Selected Stories From Past Issues of
The San Quentin News
MAR. 1981 – The San Quentin News reports that the price of first–class stamps will go up to 18 cents on March 22, while post cards will increase to 12 cents.
MAR. 1981 – All available correctional officers converged on the East Block for a shake–down search. Free staff personnel were called upon to man various custody positions while the search was conducted. The search turned up “one well-made prison knife and several smaller knives.”
MAR. 1981 – On Feb. 24, fourteen shots were fired at 20 fighting black inmates on the Max B yard. Twelve of the cons were hit with birdshot – five in the face. Word got back to the staff that blacks intend to kill staff members for what they felt was excessive use of force in breaking up the fight.
APR 1981 – The wage scale of nurses at San Quentin’s acute care hospital should be raised to counter chronic shortages, says the Marin County Grand Jury. Registered nurses at the prison currently earn from $18,936 to $24,048 per year.
HISTORICAL PERSPECTIVE
APR. 1981 – The state’s prisons currently house 24,803 adults in space designed to hold 23,514.
APR. 1981 – An unprecedented wave of inmate violence has occurred at the California Medical Facility at Vacaville. Since Jan. 1, there have been four suicides, one killing, four attempted suicides and 11 assaults at the prison.
APR. 1981 – The U.S. Supreme Court gave its authorization last week to the resumption of capital punishment in California. The 7–2 decision to let stand the death sentence of Earl Lloyd Jackson was the first death sentence to be cleared by both the California Supreme Court and the U.S. Supreme Court in more than nine years. Jackson was convicted of the brutal 1977 murders of two elderly widows in Long Beach.
APR. 1981 – State Senator Nicholas Petris, D–Oakland, has proposed a bill that would allow inmates in the state’s overcrowded prisons to be released 90 days before their parole dates, and up to 180 days if the overcrowding persists.

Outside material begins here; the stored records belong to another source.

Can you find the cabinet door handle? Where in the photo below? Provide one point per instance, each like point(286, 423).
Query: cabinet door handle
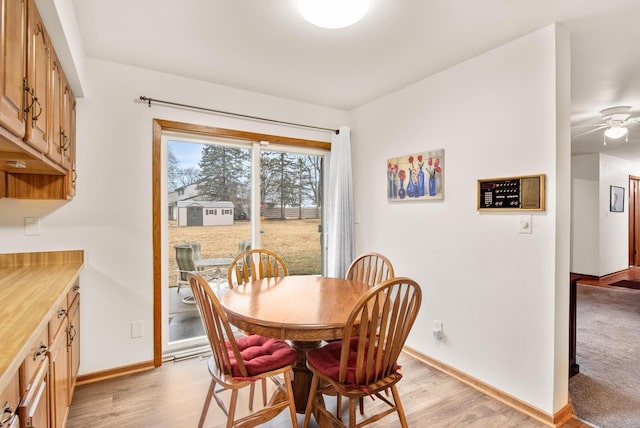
point(34, 117)
point(42, 350)
point(71, 334)
point(7, 415)
point(65, 141)
point(28, 92)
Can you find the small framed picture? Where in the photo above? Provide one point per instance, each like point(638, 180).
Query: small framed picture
point(617, 199)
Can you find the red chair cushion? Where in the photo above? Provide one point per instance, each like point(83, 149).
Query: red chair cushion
point(261, 354)
point(326, 360)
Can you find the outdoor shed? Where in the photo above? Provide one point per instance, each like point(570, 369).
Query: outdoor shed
point(205, 213)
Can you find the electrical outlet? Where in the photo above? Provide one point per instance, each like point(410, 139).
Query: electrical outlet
point(437, 330)
point(31, 226)
point(137, 329)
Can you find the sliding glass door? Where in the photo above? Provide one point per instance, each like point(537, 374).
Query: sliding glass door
point(224, 197)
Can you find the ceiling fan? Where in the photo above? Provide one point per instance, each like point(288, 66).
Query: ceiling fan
point(615, 122)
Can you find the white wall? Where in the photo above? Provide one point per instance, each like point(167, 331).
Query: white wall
point(111, 216)
point(585, 200)
point(495, 290)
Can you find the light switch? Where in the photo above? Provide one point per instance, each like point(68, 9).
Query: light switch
point(524, 224)
point(32, 226)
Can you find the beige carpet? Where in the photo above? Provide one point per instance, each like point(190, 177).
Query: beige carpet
point(606, 392)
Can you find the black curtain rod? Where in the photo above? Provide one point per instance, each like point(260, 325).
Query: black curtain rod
point(227, 113)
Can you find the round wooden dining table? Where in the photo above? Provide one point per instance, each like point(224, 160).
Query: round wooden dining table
point(304, 309)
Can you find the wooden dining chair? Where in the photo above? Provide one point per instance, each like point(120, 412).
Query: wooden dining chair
point(370, 268)
point(252, 265)
point(239, 363)
point(364, 362)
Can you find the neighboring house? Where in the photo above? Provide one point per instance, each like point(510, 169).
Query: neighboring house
point(204, 213)
point(183, 193)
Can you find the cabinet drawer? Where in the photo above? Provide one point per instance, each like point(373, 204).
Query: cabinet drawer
point(35, 357)
point(73, 294)
point(58, 318)
point(9, 400)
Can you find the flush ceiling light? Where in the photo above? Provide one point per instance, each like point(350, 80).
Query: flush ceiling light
point(333, 13)
point(615, 132)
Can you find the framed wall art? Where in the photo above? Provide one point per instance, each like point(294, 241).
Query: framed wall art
point(616, 199)
point(416, 177)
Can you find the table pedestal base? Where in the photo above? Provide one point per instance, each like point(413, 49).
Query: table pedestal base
point(302, 377)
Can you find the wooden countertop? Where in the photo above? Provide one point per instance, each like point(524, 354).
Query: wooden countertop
point(32, 286)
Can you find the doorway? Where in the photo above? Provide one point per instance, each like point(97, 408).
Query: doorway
point(214, 185)
point(634, 221)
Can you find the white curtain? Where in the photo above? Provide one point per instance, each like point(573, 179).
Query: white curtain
point(340, 230)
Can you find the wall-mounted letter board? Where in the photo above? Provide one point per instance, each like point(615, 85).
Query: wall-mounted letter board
point(524, 193)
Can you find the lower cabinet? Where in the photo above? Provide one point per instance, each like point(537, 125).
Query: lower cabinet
point(59, 371)
point(41, 393)
point(9, 400)
point(35, 409)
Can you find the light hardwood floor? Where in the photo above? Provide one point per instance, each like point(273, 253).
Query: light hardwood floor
point(172, 396)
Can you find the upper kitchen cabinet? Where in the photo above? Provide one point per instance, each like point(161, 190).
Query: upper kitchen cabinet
point(13, 69)
point(37, 109)
point(40, 63)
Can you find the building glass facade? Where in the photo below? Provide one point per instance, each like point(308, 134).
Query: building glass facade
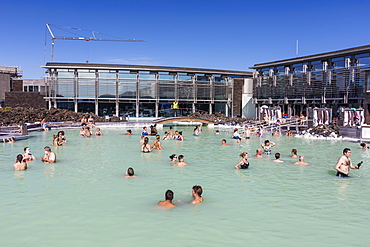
point(139, 91)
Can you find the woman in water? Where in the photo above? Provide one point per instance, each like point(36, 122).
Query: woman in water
point(145, 147)
point(243, 163)
point(267, 147)
point(98, 132)
point(173, 158)
point(181, 161)
point(20, 163)
point(157, 143)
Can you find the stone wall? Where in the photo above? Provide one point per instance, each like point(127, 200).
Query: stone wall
point(237, 97)
point(24, 99)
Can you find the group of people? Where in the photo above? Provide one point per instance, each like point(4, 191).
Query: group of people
point(22, 159)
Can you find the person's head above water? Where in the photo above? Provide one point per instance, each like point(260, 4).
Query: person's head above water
point(169, 195)
point(130, 171)
point(197, 189)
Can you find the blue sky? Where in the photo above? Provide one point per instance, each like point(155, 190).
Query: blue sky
point(232, 35)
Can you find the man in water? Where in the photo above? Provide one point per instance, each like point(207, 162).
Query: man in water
point(277, 158)
point(344, 164)
point(168, 200)
point(258, 153)
point(49, 156)
point(301, 161)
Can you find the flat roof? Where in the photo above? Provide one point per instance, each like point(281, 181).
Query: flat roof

APR. 1981 – When inmates in the adjustment center refused to comply with orders to remove paper from their bars, tear gas was used on Friday, and again in an incident on Monday. A disturbance erupted when the convicts were removed from their cells, and injuries suffered included one con hospitalized for treatment of broken facial bones, and two officers were treated for bites.